Just another Perl Hacker, Fernando (SmokeMachine)

2018-06-28 18:48 GMT-03:00 Zoffix Znet [email protected]:

Is $/ lexical or dynamic?

This says dynamic:

<Zoffix_> m: say $/.VAR.dynamic rakudo-moar 587cd4f9e: OUTPUT: «True␤»

So, shouldnt it be called $*/? are there another dynamic vars that does not use the *?

So I'd expect this:

<Zoffix_> m: use MONKEY; augment class Str { method s (\re, \b) { $/ := "foos"; dd b.() } }; $/ := "meows"; "foo".s: /o(o)/, -> { $/ ~ "g" }; rakudo-moar 587cd4f9e: OUTPUT: «"meowsg"␤»

To work like this:

<Zoffix_> m: use MONKEY; augment class Str { method s (\re, \b) { my $*z := "foos"; dd b.() } }; my $*z := "meows"; "foo".s: /o(o)/, -> { $*z ~ "g" }; rakudo-moar 587cd4f9e: OUTPUT: «"foosg"␤»

Is the optimizer converting the $/ to lexical overeagerly in this context, perhaps?

— You are receiving this because you are subscribed to this thread.
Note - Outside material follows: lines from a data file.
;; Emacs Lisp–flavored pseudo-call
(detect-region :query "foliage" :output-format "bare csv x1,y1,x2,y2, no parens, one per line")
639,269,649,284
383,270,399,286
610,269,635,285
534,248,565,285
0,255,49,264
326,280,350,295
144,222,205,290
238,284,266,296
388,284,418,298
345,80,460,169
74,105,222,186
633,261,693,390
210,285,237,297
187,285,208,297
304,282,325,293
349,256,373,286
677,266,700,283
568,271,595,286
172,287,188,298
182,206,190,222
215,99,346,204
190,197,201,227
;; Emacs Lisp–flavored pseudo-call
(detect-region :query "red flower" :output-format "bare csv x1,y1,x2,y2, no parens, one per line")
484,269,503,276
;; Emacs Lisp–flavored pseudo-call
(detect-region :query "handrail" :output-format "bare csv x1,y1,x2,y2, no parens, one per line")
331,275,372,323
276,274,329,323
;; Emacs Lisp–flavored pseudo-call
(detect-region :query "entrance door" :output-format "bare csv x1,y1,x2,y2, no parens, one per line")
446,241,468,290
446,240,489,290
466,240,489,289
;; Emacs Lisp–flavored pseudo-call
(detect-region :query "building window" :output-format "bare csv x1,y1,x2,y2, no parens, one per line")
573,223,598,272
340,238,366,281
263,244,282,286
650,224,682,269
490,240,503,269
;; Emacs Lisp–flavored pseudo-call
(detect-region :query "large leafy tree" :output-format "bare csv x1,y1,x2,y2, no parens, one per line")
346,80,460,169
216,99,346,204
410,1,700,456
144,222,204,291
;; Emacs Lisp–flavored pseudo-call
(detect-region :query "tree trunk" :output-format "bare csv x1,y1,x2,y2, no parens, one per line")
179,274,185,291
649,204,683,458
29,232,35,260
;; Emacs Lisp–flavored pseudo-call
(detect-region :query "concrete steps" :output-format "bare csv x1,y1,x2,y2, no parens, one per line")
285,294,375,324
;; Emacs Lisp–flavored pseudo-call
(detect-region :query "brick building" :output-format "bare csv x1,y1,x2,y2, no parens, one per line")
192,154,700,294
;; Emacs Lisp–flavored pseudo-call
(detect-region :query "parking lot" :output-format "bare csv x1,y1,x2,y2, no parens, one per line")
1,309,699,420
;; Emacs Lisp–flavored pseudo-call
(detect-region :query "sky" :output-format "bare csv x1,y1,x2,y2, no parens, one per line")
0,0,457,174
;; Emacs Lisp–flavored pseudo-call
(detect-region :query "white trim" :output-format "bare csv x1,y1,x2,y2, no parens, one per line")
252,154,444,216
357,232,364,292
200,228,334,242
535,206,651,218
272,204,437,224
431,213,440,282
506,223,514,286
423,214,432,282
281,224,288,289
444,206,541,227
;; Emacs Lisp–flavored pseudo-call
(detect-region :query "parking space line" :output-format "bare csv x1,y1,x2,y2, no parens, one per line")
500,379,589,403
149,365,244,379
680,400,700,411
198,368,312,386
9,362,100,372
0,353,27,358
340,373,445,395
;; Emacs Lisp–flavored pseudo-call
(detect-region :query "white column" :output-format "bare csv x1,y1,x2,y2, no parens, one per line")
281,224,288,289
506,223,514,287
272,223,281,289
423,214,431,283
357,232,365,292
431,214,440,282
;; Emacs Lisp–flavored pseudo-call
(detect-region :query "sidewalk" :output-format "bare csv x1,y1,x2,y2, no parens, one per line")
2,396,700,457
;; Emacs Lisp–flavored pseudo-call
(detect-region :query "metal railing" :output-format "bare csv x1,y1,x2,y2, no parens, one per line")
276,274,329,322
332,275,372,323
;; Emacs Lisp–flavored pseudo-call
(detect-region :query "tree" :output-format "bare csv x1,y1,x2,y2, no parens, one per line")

Reply to this email directly, view it on GitHub https://github.com/rakudo/rakudo/issues/1235#issuecomment-401183774, or mute the thread https://github.com/notifications/unsubscribe-auth/AAGF-i73ArcmEDVmYhORg9dTQClhAPrFks5uBU8kgaJpZM4QSbwA .

FCO avatar Jun 28 '18 22:06 FCO

FWIW, this is still an issue:

$/ := "meow"; "42".subst: /(\d)/, { $0 * 2 }'
# Cannot convert string to number: base-10 number must begin with valid digits or '.' in '⏏meow' (indicated by ⏏)

lizmat avatar Oct 01 '24 10:10 lizmat

I've found that using the callers $/ makes $/-related operators thread-unsafe: say (^1000).race.map({ S/ (.*) /$0/ }).unique.elems # prints something like 856 This can be fixed by declaring $/ in a lexical scope: say (^1000).race.map({ my $/; S/ (.*) /$0/ }).unique.elems # prints 1000

fingolfin0 avatar May 22 '25 18:05 fingolfin0

Could we automatically insert a lexical definition for $/ whenever the compiler encounters a scoped regex?

ab5tract avatar May 28 '25 15:05 ab5tract

@ab5tract: I seem to remember that that is not generally an option, because of some other magic $/ shenanigans

lizmat avatar May 28 '25 15:05 lizmat

@ab5tract: I seem to remember that that is not generally an option, because of some other magic $/ shenanigans

Maybe we could add a new adverb that sacrifices the other magic and shenanigans for the safety of a guaranteed lexical $/ ?

ab5tract avatar May 30 '25 21:05 ab5tract

Where would you apply such an adverb?

lizmat avatar May 30 '25 22:05 lizmat

Where would you apply such an adverb?

Where all other regex adverbs go?

ab5tract avatar Jun 04 '25 13:06 ab5tract

The adverb wouldn't solve the thread safety issue as that stems from users not thinking about $/ at all when running threaded regex code. If they don't think about $/ they won't know that they need to add that adverb.

I think the only way out here is to get rid of the magic $/ shenanigans in the first place. Setting some magic variable in the caller's scope is just fundamentally incompatible with multi threading. We'd need to look at what this mechanism is used for and find other solutions for the original problems that it solves.

niner avatar Jun 04 '25 13:06 niner